En la zona de gaseosas trabajaron muchas mujeres: Marcelina, Angela Romero... Algunos empleados vivían en la fábrica, como Joaquín y su mujer, Ana Avila, una gran persona, que murió durante un desgraciado accidente de escape de amoniaco, gas que se usaba para enfriar y hacer el hielo. Ana permanece en la memoria de los Lucas, como el resto de trabajadores, los que aún viven y los que fallecieron. Sería imposible nombrarlos a todos.

Aguas Vivas era entonces un barrio de trabajadores, con una colonia de gitanos muy amplia. Allí vivían El Candinguero , un carnicero que en realidad se llamaba Lorenzo, y su mujer, Felipa, Juan Polo, que era herrero, Manolo Sánchez, artesano... Por allí pasaban las lavanderas camino de Hinche y los Lucas estaban siempre al tanto de ellas.

El adiós

La Providencia no fue la única fábrica de hielo que hubo en Cáceres. Había otra que estuvo en la calle San Justo y que abrieron Francisca Lucas Pérez, hija de Manuel Lucas, y su marido, Marcelino Pacheco, aunque más nombrada fue La Polar, situada donde hoy está la oficina central de Caja Duero en Virgen de Guadalupe, que regentaba el maestro y constructor José Montes Pintado, y que llegando el buen tiempo aprovechaba el bulevar para instalar mesas donde servían sus propias gaseosas.

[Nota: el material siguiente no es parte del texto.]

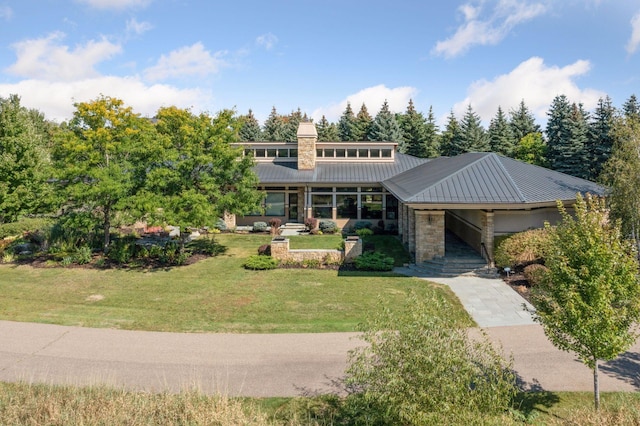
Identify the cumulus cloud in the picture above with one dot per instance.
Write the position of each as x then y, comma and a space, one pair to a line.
268, 41
373, 98
116, 4
145, 99
47, 59
489, 30
532, 81
634, 41
187, 61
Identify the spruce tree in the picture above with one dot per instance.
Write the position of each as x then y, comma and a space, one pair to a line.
450, 139
347, 126
600, 137
414, 132
274, 127
363, 123
327, 132
566, 138
385, 127
473, 137
250, 128
501, 138
522, 122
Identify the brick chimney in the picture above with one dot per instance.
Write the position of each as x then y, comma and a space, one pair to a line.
307, 138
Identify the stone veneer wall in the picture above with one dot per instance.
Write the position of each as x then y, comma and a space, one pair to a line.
429, 235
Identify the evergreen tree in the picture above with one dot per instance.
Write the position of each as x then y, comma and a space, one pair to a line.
274, 127
631, 108
501, 138
385, 127
414, 132
363, 123
450, 138
473, 137
327, 132
522, 122
347, 126
250, 128
600, 137
566, 137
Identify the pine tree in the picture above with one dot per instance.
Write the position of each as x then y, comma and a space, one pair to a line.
327, 132
600, 137
385, 127
501, 138
250, 129
449, 145
473, 136
347, 126
363, 123
631, 108
566, 137
274, 127
522, 122
414, 132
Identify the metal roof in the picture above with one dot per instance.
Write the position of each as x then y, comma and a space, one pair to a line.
481, 178
336, 172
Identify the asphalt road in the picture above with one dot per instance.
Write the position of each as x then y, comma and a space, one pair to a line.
255, 364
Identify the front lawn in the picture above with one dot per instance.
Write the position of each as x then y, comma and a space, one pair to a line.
213, 295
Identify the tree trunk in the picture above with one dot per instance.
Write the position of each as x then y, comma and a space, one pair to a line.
596, 386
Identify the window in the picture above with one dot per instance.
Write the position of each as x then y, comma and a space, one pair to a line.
322, 206
274, 204
347, 206
371, 206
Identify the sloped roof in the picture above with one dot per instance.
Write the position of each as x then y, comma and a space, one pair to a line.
336, 172
485, 178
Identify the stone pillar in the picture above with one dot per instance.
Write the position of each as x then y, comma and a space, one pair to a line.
352, 248
307, 138
429, 225
488, 233
280, 248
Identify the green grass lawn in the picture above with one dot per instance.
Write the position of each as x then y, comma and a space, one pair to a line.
213, 295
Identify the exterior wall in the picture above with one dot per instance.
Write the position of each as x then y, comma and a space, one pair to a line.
429, 234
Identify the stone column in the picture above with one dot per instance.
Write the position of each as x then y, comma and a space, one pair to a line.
488, 233
429, 234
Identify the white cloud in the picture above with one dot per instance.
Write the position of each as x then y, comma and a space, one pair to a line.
532, 81
491, 30
47, 59
186, 61
373, 98
145, 99
634, 41
116, 4
137, 28
6, 12
268, 41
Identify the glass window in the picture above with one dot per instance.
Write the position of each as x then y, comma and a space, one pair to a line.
322, 206
371, 206
392, 207
274, 204
347, 206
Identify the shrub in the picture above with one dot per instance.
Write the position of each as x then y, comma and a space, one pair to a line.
260, 263
264, 250
260, 226
311, 223
374, 261
535, 273
523, 248
328, 226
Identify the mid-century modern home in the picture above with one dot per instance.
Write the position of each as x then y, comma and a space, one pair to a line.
477, 196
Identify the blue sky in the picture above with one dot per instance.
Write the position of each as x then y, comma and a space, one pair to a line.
317, 55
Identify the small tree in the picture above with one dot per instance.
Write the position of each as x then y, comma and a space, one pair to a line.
589, 300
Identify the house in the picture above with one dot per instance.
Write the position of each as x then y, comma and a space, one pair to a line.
477, 196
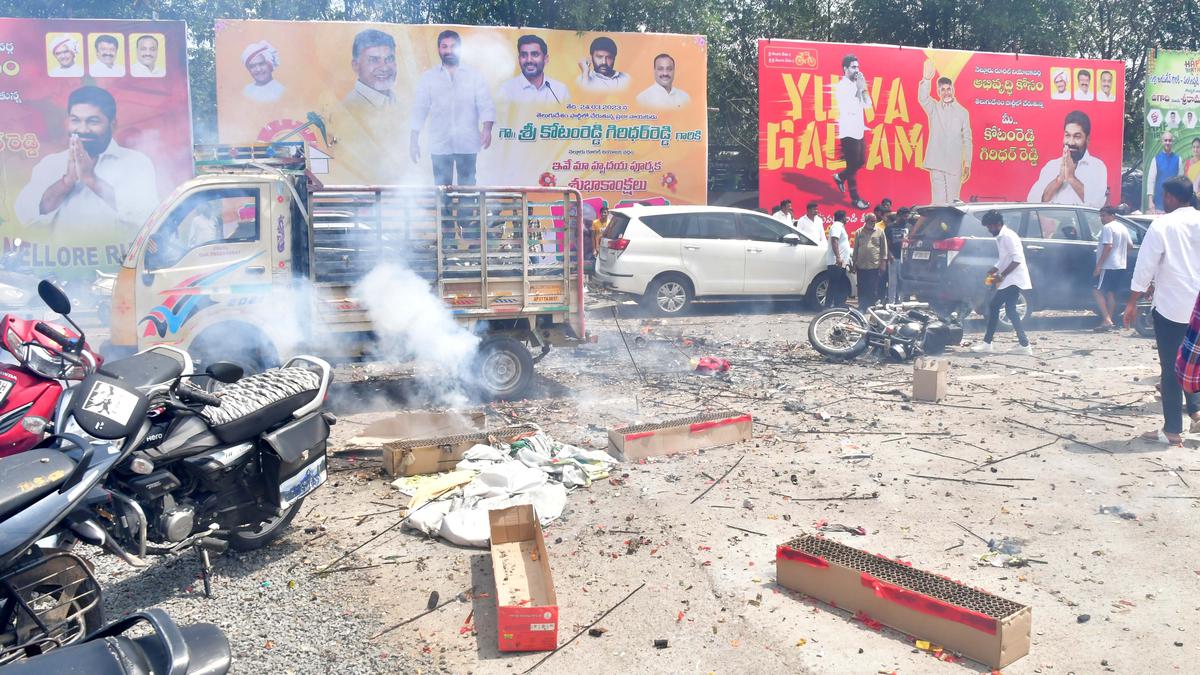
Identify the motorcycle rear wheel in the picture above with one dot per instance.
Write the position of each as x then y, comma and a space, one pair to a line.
839, 333
267, 532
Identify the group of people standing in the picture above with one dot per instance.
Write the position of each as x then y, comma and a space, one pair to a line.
874, 258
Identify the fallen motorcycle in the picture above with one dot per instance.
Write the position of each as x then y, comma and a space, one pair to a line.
900, 332
171, 649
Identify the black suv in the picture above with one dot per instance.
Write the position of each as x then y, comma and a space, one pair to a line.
949, 251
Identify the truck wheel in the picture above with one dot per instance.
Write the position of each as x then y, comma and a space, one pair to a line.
504, 368
669, 296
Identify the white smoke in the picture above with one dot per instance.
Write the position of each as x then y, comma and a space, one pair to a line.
413, 324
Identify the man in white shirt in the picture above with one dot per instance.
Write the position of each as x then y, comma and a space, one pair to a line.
663, 94
1084, 85
1111, 276
261, 60
838, 261
1077, 177
1009, 276
784, 214
1169, 260
148, 58
532, 85
1105, 93
810, 223
852, 102
599, 72
95, 187
105, 64
457, 100
66, 53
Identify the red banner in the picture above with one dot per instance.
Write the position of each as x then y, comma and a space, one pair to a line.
847, 125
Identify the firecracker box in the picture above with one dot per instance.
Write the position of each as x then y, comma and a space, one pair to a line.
526, 604
930, 378
689, 434
959, 619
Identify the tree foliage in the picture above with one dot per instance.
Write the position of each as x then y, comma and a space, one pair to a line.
1109, 29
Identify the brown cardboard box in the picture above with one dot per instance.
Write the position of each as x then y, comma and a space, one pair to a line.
526, 604
987, 628
929, 378
417, 442
679, 435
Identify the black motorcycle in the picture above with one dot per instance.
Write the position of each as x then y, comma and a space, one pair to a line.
900, 332
143, 463
189, 650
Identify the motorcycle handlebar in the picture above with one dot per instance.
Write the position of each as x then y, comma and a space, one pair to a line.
53, 334
193, 395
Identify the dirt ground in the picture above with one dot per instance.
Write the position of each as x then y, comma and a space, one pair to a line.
934, 482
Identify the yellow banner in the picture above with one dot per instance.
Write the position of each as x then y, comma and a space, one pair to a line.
621, 117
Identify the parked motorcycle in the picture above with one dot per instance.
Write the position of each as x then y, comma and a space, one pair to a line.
901, 332
141, 457
189, 650
30, 389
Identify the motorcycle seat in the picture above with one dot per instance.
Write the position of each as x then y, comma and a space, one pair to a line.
30, 476
149, 368
257, 402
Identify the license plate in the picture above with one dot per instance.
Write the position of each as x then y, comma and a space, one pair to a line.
301, 484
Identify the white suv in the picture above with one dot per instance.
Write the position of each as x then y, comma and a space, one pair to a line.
670, 256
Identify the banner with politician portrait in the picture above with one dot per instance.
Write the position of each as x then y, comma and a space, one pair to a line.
1173, 112
850, 125
621, 117
96, 129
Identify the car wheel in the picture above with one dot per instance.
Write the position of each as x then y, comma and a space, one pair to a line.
1024, 310
819, 292
669, 296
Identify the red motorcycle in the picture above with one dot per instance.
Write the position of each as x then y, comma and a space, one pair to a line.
30, 390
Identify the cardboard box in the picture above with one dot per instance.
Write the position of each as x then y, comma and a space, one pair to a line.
987, 628
526, 605
929, 378
681, 435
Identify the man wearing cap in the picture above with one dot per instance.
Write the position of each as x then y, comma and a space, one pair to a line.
105, 64
1060, 87
95, 185
261, 60
66, 53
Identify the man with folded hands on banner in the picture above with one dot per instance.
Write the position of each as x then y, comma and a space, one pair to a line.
1077, 177
948, 155
261, 60
457, 101
94, 183
853, 100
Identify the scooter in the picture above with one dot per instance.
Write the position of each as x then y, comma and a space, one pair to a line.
30, 390
198, 649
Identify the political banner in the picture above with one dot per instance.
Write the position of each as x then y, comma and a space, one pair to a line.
96, 130
850, 125
1173, 106
619, 117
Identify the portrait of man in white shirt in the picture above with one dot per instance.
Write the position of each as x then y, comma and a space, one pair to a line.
95, 185
599, 71
65, 49
1075, 177
147, 64
1060, 84
456, 100
533, 85
664, 94
103, 61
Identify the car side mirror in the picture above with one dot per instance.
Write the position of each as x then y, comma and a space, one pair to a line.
53, 297
226, 372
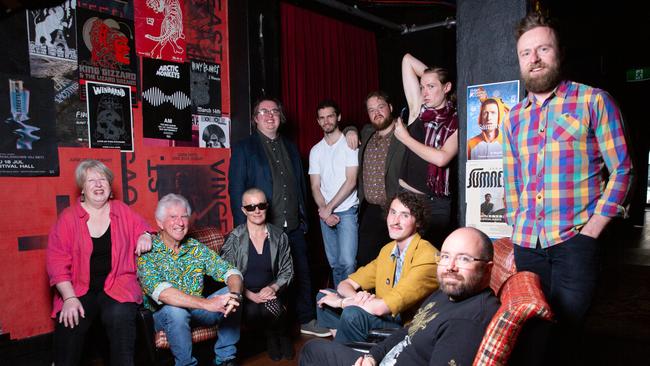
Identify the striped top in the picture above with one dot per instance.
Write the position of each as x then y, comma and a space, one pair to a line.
556, 159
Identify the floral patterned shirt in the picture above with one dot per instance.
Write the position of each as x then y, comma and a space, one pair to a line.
161, 269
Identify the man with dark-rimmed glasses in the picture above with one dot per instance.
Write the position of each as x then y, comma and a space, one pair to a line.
449, 326
270, 162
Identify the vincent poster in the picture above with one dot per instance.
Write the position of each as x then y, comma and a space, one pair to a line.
28, 141
487, 107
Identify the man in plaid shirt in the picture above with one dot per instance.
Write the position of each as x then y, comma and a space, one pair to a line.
567, 173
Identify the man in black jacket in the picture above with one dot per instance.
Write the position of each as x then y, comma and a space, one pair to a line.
449, 326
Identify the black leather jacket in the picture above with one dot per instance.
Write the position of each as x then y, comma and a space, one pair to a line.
235, 251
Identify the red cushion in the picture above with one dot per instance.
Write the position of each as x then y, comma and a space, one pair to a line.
521, 299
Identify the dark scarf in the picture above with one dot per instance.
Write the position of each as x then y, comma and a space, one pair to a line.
439, 124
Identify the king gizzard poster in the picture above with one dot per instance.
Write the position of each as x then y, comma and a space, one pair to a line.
28, 141
106, 49
166, 102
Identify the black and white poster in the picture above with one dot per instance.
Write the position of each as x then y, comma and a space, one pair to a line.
106, 49
166, 111
28, 145
214, 131
205, 81
110, 124
51, 31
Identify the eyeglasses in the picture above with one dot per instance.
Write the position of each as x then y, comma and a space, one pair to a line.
266, 112
461, 260
262, 206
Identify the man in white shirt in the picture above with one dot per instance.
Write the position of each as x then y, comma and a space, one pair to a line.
333, 170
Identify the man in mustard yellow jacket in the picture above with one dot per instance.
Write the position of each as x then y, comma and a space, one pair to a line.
402, 276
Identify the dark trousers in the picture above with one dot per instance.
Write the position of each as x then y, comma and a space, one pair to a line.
373, 233
303, 298
321, 352
118, 320
259, 317
568, 272
438, 223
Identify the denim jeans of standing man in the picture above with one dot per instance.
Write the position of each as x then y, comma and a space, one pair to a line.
340, 243
177, 322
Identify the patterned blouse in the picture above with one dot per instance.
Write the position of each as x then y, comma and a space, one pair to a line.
161, 269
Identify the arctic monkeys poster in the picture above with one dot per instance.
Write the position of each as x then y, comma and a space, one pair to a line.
166, 111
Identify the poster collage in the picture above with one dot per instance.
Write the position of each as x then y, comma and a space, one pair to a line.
487, 107
92, 62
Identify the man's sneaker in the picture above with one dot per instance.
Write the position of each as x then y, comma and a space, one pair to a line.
312, 328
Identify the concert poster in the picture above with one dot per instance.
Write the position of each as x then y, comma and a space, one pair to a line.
214, 131
206, 21
118, 8
110, 123
166, 111
160, 29
487, 107
106, 50
485, 197
28, 145
51, 31
205, 83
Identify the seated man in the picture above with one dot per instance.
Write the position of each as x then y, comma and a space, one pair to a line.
402, 276
449, 326
171, 275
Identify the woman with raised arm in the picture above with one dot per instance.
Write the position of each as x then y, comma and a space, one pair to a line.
431, 139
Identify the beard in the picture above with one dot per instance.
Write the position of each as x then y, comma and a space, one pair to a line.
463, 288
542, 83
380, 126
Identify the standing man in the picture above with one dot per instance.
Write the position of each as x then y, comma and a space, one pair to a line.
270, 162
567, 172
333, 170
380, 162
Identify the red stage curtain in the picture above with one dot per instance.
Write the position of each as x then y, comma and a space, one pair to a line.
323, 58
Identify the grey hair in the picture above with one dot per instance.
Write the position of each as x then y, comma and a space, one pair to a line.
253, 190
81, 171
168, 200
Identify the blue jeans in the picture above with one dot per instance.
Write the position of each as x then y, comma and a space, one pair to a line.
353, 324
340, 244
175, 321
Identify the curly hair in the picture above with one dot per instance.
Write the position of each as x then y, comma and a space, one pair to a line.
416, 205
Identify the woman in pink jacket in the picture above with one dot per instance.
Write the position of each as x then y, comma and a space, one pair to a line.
91, 261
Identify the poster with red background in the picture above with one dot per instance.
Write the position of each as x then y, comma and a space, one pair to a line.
32, 204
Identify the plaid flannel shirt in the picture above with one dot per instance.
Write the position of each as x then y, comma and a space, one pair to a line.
554, 159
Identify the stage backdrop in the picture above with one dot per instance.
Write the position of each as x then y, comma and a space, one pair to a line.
31, 204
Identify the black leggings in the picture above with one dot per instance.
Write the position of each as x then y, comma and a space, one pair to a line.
118, 320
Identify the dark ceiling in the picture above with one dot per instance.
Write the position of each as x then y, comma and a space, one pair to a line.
398, 12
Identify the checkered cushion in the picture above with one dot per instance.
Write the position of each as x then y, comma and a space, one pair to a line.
213, 239
504, 263
521, 299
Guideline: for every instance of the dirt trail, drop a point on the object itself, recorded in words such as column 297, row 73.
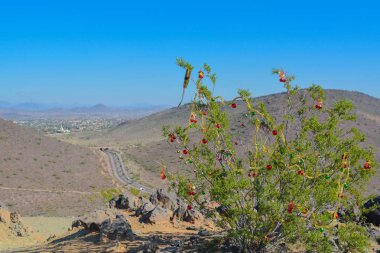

La Providencia cerró cuando se llevaron a efecto las expropiaciones para la construcción del parque del Príncipe porque con ellas hubo que eliminar los depósitos de agua de la fábrica a los que llegaban los regatos de Hinche y La Madrila, que servían para la refrigeración de las máquinas. El empresario Angel Casado y varios socios más adquirieron el edificio y se levantó el geriátrico Parque del Príncipe.

Un Libro de Matrículas y unas fotografías atestiguan la presencia en Cáceres de aquella fábrica que, cual divina Providencia, mimó aquel manantial de Hinche, desgraciadamente hoy lleno de tierra y suciedad, que cada día hacía posible el milagro del hielo en forma de barras de 25 kilos.